Article — Droit du travail

Harcèlement sexuel au travail : qualification, preuves et recours juridiques

11 minutes de lecture · Par Maître Véronique CHHUA ·

Le harcèlement sexuel au travail reste l'une des formes de violence professionnelle les plus sous-déclarées. Les victimes hésitent à agir, souvent par crainte de représailles, par méconnaissance de leurs droits ou par peur de ne pas être crues. La loi française offre pourtant un cadre de protection substantiel : une définition large, un aménagement de la charge de la preuve favorable à la victime, la nullité de tout licenciement prononcé en réaction à une dénonciation, et des voies d'action à la fois prud'homale et pénale.

Cet article présente la définition légale du harcèlement sexuel et de l'agissement sexiste, les conditions de la preuve, les obligations de l'employeur, et les recours disponibles. Maître Véronique CHHUA, avocate au Barreau de Toulouse depuis 2014, accompagne les victimes et les employeurs dans ces situations, devant le conseil de prud'hommes de Toulouse et les juridictions pénales toulousaines.

1. La définition légale : deux formes distinctes

Le harcèlement sexuel est défini par l'article L.1153-1 du Code du travail, qui reprend la définition de l'article 222-33 du Code pénal. La loi distingue deux formes cumulables.

📜 Article L.1153-1 du Code du travail (extrait) :

« Aucun salarié ne doit subir des faits : 1° Soit de harcèlement sexuel, constitué par des propos ou comportements à connotation sexuelle ou sexiste répétés qui soit portent atteinte à sa dignité en raison de leur caractère dégradant ou humiliant, soit créent à son encontre une situation intimidante, hostile ou offensante ; 2° Soit assimilés au harcèlement sexuel, consistant en toute forme de pression grave, même non répétée, exercée dans le but réel ou apparent d'obtenir un acte de nature sexuelle. »

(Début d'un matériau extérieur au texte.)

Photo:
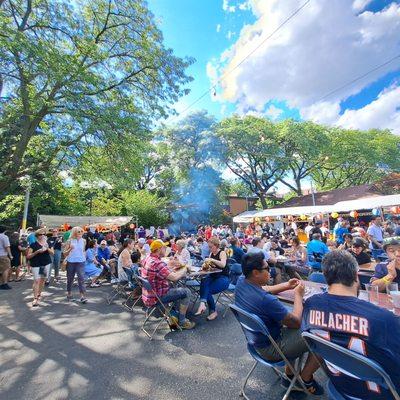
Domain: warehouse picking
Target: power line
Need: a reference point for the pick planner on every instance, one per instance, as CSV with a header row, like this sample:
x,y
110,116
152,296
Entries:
x,y
359,77
248,55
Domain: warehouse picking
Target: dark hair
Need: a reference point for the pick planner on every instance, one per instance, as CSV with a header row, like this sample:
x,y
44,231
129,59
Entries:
x,y
339,266
135,257
90,244
251,261
233,241
296,240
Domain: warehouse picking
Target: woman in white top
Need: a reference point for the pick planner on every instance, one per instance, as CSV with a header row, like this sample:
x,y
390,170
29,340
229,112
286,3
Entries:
x,y
182,253
124,260
76,258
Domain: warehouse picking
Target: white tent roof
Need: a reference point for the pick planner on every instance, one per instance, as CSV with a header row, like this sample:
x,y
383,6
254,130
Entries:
x,y
54,221
367,203
307,210
244,217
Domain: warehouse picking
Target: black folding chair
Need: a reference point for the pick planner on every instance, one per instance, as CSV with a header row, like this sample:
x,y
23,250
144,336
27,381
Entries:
x,y
160,307
350,362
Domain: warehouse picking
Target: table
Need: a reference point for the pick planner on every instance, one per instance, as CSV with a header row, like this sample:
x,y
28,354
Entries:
x,y
288,295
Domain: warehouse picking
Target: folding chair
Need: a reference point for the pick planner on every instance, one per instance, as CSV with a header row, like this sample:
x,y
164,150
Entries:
x,y
252,324
349,362
317,277
160,306
118,290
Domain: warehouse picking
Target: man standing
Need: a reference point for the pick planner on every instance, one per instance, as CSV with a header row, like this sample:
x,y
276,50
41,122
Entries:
x,y
339,316
159,275
375,237
5,259
255,297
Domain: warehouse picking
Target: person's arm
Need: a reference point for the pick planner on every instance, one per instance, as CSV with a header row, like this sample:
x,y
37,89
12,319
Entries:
x,y
382,279
176,275
30,254
221,264
293,319
281,287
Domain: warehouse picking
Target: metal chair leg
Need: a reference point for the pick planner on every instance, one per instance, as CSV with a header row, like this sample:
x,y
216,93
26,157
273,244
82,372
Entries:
x,y
242,392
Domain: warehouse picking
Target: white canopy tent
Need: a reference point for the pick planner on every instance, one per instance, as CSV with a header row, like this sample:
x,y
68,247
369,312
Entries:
x,y
306,210
54,221
245,217
367,203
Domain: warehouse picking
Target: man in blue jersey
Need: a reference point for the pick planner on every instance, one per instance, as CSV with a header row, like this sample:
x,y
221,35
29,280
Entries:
x,y
255,297
339,316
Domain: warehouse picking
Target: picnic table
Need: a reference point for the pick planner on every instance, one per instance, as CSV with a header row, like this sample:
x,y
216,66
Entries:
x,y
312,288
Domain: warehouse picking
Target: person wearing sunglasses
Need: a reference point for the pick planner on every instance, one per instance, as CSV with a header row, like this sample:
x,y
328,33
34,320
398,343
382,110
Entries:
x,y
254,296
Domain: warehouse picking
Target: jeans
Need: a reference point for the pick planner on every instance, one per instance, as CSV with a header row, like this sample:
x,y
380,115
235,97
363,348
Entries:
x,y
212,285
56,258
79,270
178,296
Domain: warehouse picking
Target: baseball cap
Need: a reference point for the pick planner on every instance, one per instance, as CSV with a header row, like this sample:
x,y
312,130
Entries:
x,y
391,242
358,242
157,244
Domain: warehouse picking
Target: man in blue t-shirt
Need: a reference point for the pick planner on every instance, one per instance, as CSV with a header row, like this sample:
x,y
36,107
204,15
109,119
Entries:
x,y
253,296
340,231
316,249
339,316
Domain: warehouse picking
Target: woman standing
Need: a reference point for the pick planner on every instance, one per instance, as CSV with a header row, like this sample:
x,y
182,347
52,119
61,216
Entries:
x,y
213,283
93,268
125,262
76,258
182,253
39,255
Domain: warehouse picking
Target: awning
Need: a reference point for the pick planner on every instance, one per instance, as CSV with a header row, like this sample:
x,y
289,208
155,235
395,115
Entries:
x,y
244,217
306,210
367,203
54,221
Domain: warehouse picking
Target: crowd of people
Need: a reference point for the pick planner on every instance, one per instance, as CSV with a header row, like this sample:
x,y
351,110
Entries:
x,y
258,259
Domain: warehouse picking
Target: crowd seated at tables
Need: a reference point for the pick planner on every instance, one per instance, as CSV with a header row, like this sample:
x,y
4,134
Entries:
x,y
270,262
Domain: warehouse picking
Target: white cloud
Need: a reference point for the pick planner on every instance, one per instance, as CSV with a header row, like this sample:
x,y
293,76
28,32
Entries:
x,y
327,44
384,112
227,7
230,34
245,6
360,5
273,112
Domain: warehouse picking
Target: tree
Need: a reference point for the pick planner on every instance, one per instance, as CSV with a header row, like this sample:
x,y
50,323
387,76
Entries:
x,y
77,72
253,153
304,146
358,157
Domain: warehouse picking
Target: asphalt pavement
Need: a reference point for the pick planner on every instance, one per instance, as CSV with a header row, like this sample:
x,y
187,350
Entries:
x,y
66,350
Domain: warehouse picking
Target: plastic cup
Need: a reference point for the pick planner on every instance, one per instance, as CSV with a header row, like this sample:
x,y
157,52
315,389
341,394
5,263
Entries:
x,y
396,298
373,294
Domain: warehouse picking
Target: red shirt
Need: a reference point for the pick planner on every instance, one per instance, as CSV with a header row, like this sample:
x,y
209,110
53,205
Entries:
x,y
156,272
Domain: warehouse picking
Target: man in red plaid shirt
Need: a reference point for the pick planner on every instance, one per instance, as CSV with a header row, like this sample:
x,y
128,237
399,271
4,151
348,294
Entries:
x,y
159,275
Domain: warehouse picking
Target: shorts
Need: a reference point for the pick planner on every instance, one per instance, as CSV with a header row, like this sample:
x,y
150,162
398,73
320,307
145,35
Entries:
x,y
40,272
5,263
291,344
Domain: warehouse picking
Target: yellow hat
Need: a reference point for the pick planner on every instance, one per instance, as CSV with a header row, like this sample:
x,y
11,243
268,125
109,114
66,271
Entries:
x,y
157,244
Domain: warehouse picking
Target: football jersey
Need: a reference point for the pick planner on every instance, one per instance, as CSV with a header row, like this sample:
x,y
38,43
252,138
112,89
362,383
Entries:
x,y
359,326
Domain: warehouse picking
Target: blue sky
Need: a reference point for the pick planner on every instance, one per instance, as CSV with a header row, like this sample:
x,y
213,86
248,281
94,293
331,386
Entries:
x,y
329,43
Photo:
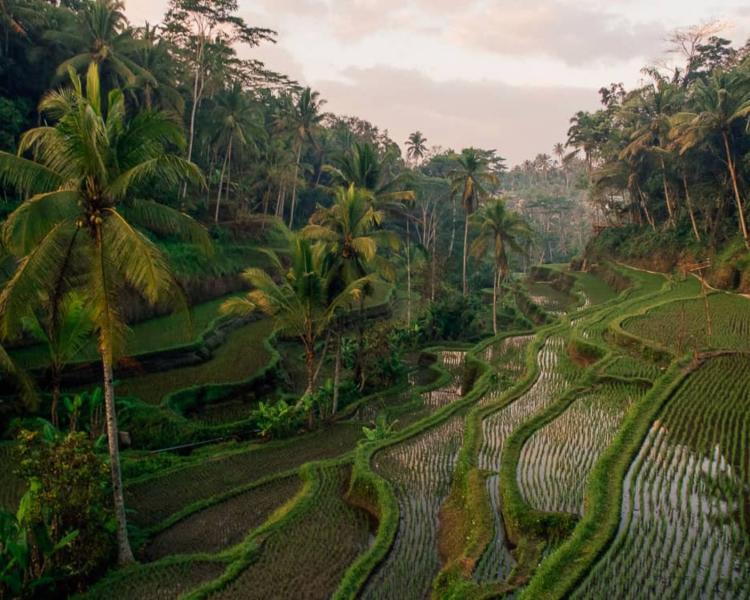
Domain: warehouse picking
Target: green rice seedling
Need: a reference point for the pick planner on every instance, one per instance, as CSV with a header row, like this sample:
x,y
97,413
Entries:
x,y
241,355
687,496
548,297
633,367
496,428
155,498
225,524
556,460
682,325
306,557
165,580
420,471
508,356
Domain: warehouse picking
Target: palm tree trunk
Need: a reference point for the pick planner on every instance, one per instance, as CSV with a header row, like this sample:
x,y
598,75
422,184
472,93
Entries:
x,y
494,300
690,208
294,184
221,183
667,195
55,396
336,375
466,256
124,553
453,228
408,272
735,187
229,173
197,93
644,205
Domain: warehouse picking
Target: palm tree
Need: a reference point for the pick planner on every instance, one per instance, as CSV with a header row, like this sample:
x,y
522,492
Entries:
x,y
416,146
20,378
296,295
721,102
499,230
470,179
241,125
79,225
304,117
367,169
108,42
351,229
65,331
155,85
651,110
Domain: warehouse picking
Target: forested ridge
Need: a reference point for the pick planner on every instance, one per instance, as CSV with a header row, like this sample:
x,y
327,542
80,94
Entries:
x,y
254,349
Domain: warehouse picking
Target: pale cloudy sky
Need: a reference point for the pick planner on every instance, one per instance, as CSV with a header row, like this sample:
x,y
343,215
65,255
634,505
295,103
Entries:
x,y
504,74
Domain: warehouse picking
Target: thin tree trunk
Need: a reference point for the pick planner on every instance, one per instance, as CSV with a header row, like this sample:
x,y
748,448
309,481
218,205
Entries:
x,y
494,300
408,272
336,375
55,396
229,175
221,184
294,185
322,358
667,196
124,553
644,205
689,203
197,93
735,186
466,247
453,228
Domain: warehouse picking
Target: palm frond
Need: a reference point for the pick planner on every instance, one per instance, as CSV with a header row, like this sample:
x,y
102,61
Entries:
x,y
27,176
141,264
33,274
33,219
170,169
165,220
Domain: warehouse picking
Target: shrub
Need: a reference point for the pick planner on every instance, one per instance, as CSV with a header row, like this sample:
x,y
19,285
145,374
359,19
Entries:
x,y
67,510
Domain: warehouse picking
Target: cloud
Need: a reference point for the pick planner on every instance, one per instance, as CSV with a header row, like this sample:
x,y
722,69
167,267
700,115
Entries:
x,y
517,121
576,34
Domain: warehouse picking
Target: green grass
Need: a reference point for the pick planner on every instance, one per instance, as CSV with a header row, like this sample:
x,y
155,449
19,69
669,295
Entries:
x,y
225,523
686,506
556,460
159,581
306,557
160,333
596,290
239,357
157,497
682,325
12,487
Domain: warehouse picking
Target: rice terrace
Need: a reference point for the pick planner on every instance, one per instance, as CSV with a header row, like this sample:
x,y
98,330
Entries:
x,y
260,338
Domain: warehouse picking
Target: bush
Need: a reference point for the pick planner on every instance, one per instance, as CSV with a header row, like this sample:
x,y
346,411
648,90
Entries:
x,y
453,317
66,514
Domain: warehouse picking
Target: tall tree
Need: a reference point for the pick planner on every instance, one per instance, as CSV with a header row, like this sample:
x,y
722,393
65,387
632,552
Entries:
x,y
416,147
240,127
105,38
499,230
65,330
295,293
203,33
79,226
722,105
470,179
304,118
351,229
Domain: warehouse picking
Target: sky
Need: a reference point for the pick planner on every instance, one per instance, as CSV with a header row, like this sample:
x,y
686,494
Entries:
x,y
501,74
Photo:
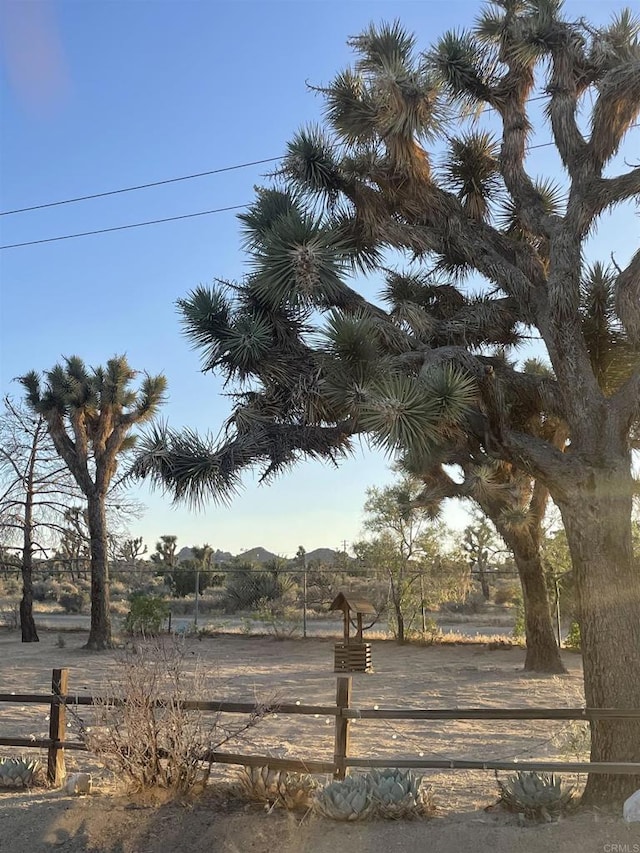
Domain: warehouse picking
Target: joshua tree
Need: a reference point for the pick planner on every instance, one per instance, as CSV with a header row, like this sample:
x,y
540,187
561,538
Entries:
x,y
36,489
419,376
89,415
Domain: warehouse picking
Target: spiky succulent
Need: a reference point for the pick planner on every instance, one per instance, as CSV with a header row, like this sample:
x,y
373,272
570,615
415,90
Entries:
x,y
278,787
537,795
349,799
399,794
17,772
389,794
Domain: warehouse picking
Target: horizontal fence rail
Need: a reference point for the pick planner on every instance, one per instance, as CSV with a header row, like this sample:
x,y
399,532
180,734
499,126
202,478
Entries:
x,y
344,713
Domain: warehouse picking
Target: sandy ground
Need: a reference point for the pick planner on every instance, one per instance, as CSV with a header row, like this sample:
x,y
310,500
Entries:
x,y
246,668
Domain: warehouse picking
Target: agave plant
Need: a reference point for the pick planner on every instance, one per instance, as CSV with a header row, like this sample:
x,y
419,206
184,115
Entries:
x,y
349,799
278,787
535,794
399,794
17,772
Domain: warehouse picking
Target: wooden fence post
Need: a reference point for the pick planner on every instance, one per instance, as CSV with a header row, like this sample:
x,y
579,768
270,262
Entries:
x,y
57,727
341,750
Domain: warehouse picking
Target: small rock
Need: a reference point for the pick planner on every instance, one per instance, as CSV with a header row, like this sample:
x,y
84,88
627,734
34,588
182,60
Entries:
x,y
631,808
78,783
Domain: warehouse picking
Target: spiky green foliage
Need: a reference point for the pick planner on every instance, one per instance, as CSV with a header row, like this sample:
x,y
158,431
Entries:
x,y
90,415
349,800
537,795
613,356
17,772
293,791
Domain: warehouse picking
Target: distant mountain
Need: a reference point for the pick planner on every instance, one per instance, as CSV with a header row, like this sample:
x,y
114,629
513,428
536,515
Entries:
x,y
257,555
324,556
218,556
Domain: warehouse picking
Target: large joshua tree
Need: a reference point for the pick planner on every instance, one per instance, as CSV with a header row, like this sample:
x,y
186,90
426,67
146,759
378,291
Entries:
x,y
419,376
89,415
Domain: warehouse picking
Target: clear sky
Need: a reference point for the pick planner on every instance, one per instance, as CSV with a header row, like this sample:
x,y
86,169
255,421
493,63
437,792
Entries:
x,y
101,95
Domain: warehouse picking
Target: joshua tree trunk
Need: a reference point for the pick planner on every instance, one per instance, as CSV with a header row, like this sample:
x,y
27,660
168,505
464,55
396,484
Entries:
x,y
543,654
27,623
100,632
596,516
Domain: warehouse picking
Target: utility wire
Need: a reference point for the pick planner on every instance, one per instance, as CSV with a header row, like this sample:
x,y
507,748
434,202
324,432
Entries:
x,y
181,177
125,227
140,186
174,218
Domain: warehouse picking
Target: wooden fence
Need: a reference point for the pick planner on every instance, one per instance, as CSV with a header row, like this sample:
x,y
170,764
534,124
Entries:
x,y
343,711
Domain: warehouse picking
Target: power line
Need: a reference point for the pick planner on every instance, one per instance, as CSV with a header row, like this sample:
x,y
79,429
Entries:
x,y
140,186
125,227
183,177
175,218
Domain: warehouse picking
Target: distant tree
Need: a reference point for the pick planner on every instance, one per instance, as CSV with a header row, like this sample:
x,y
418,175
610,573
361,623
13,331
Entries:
x,y
89,415
404,548
480,543
165,557
36,489
132,550
74,548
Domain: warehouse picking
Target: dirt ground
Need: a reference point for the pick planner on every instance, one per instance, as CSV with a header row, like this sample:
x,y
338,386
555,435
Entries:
x,y
250,668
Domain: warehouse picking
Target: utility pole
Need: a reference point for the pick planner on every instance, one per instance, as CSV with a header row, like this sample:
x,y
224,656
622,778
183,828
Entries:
x,y
195,620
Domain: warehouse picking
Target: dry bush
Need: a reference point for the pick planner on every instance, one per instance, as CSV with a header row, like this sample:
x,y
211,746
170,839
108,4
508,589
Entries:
x,y
144,734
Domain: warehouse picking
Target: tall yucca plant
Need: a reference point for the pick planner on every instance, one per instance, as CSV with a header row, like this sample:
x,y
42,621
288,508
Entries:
x,y
89,415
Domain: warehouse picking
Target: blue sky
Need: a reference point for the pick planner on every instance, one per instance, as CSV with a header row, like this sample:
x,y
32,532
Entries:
x,y
101,95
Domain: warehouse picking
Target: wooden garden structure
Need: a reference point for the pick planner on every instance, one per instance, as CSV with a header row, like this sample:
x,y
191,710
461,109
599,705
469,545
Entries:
x,y
352,654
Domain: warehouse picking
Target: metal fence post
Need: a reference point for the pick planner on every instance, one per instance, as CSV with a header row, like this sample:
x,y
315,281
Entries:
x,y
57,727
341,749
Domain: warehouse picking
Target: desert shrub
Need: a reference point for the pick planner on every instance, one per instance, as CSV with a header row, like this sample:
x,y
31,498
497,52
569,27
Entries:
x,y
518,625
283,622
10,615
118,590
150,740
10,586
245,588
508,594
146,615
574,640
74,602
47,590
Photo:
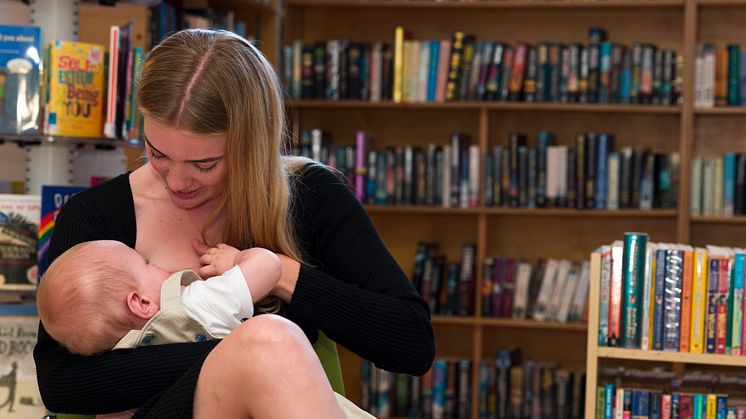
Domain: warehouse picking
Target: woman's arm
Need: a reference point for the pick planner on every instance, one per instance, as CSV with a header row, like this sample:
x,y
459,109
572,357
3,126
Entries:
x,y
117,380
356,292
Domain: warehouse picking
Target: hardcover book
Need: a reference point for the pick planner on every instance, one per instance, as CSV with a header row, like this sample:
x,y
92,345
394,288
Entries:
x,y
19,223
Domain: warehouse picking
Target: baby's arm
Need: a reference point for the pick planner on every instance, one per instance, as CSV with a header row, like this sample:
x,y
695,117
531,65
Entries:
x,y
260,267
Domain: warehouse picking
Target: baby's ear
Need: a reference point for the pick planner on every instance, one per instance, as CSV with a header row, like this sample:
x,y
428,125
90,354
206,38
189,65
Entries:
x,y
141,306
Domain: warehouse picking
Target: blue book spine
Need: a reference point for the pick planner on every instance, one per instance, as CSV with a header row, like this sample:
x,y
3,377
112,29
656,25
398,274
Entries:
x,y
729,183
432,74
440,368
603,147
660,274
722,407
609,402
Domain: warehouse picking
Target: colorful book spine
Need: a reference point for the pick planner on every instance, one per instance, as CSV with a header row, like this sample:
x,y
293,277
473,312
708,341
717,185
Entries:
x,y
737,304
633,270
699,301
672,299
76,89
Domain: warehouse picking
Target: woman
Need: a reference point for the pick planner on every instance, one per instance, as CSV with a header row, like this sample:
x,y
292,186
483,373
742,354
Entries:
x,y
214,123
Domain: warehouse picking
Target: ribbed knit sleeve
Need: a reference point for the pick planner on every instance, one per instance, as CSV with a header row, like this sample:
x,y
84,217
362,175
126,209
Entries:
x,y
117,380
353,289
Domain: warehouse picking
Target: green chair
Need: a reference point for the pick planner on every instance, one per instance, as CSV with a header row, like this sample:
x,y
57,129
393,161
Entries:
x,y
326,350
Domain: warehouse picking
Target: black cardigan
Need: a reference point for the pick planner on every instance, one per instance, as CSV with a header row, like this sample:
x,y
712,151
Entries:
x,y
352,289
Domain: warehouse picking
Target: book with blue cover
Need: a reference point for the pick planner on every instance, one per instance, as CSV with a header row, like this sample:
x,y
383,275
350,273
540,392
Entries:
x,y
20,68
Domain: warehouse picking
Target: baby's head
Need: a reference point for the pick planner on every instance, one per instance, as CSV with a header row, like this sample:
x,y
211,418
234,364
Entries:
x,y
83,295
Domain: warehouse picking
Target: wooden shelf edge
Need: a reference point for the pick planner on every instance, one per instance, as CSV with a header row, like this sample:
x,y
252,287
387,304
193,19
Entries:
x,y
50,139
723,110
488,4
489,106
736,219
521,212
533,324
507,323
679,357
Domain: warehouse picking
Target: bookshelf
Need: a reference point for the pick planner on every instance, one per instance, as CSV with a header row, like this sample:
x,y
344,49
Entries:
x,y
526,233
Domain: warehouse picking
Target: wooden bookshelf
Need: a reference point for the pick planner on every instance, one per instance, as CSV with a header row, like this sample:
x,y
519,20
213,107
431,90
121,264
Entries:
x,y
672,357
526,233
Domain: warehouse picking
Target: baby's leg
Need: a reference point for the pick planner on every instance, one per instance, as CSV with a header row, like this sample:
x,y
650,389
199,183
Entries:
x,y
266,368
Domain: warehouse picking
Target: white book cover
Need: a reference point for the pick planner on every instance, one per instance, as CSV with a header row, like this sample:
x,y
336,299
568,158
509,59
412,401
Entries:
x,y
446,170
567,293
520,297
563,274
580,299
545,292
19,392
646,296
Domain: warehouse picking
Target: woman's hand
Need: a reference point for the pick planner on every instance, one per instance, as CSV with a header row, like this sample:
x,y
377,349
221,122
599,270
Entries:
x,y
289,277
215,260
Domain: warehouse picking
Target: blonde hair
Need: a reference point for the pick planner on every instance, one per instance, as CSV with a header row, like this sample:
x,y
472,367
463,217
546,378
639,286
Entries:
x,y
81,300
217,83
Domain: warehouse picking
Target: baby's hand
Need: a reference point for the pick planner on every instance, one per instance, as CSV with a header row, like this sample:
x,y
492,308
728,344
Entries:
x,y
217,260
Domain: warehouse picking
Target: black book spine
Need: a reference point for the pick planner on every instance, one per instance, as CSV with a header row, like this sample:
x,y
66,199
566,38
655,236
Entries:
x,y
591,162
580,161
319,70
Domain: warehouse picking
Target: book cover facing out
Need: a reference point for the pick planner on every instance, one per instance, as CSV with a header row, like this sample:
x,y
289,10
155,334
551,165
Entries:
x,y
53,197
19,225
76,89
19,393
20,67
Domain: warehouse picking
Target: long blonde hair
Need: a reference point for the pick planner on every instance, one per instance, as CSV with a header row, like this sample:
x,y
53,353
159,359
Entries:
x,y
215,82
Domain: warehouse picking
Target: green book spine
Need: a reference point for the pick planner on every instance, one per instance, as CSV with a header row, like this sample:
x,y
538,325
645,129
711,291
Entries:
x,y
633,269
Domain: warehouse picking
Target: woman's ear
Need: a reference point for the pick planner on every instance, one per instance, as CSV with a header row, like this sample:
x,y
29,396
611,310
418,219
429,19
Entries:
x,y
141,306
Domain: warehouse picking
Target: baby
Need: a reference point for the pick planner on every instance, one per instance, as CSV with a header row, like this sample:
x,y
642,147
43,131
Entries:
x,y
103,295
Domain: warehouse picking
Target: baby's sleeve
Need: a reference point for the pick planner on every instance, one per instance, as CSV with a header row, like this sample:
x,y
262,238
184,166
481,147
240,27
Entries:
x,y
219,303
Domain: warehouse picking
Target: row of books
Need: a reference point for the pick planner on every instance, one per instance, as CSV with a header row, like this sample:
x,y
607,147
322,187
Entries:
x,y
464,68
547,290
616,401
589,175
447,287
671,297
718,185
720,76
167,18
511,389
443,392
86,91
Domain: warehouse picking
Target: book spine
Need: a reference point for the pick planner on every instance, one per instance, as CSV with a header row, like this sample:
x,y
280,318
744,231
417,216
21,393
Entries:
x,y
672,299
633,269
699,301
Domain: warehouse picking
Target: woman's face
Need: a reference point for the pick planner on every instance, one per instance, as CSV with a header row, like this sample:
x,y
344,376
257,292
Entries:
x,y
191,166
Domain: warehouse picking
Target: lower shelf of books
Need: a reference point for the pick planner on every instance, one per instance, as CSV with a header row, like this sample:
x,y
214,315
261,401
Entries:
x,y
665,356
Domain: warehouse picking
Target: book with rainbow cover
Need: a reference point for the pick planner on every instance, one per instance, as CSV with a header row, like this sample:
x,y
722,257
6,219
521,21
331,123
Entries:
x,y
52,199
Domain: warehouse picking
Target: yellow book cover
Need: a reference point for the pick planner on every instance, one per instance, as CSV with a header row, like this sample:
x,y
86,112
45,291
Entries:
x,y
699,301
75,102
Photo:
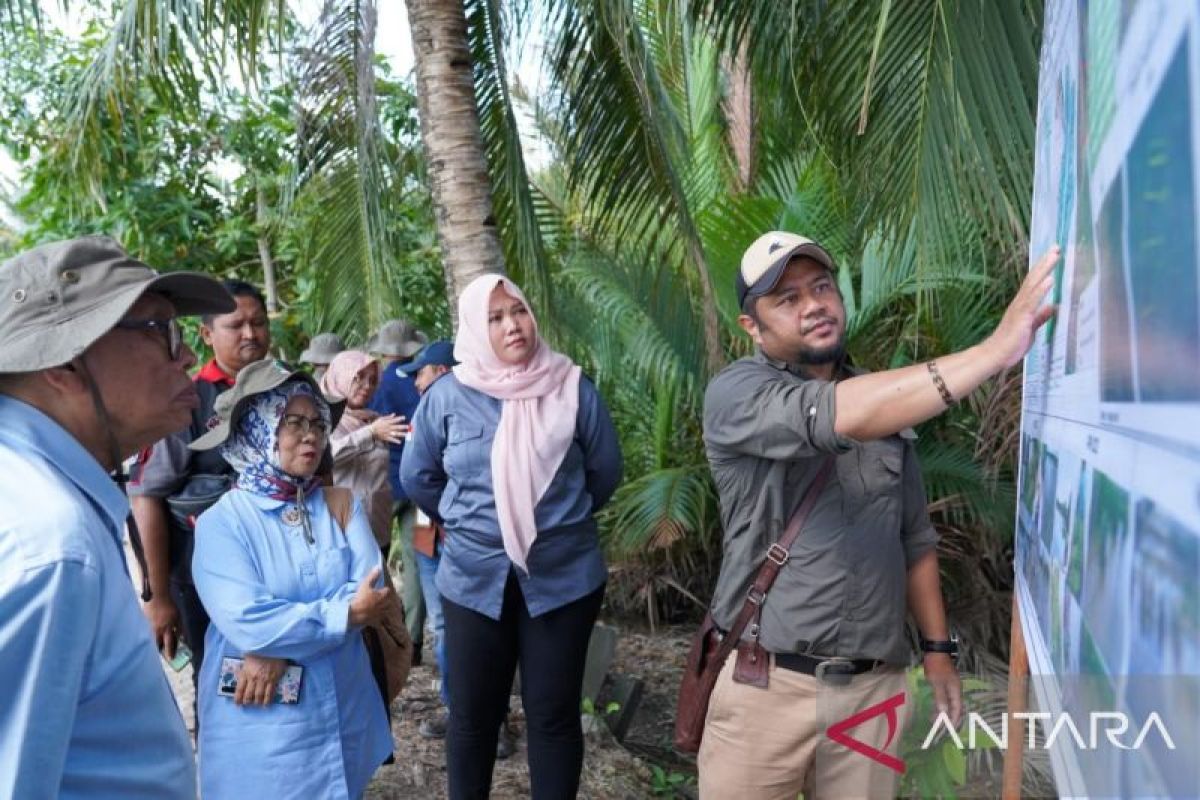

Le harcèlement sexuel proprement dit

Il suppose la répétition de propos ou comportements à connotation sexuelle ou sexiste. La répétition peut résulter d'actes de plusieurs personnes agissant de manière concertée, ou successivement, dès lors que chacune sait que ses agissements s'ajoutent à ceux des autres.

Les faits assimilés au harcèlement

Ils ne nécessitent pas la répétition : un acte unique constitue l'infraction dès lors qu'il s'agit d'une pression grave exercée dans le but d'obtenir un acte sexuel. C'est le cas du chantage sexuel.

L'agissement sexiste

Distinct du harcèlement sexuel, l'agissement sexiste est interdit par l'article L.1142-2-1 du Code du travail. Il désigne tout agissement lié au sexe d'une personne ayant pour objet ou pour effet de porter atteinte à sa dignité ou de créer un environnement intimidant, hostile, dégradant, humiliant ou offensant. Il ne suppose pas de finalité sexuelle.

2. L'aménagement de la charge de la preuve

⚠️ À conserver dès maintenant : capturez les preuves sans attendre — messages, courriels, captures d'écran — avant qu'elles soient effacées. Envoyez-les depuis votre messagerie personnelle sur un support que l'employeur ne contrôle pas.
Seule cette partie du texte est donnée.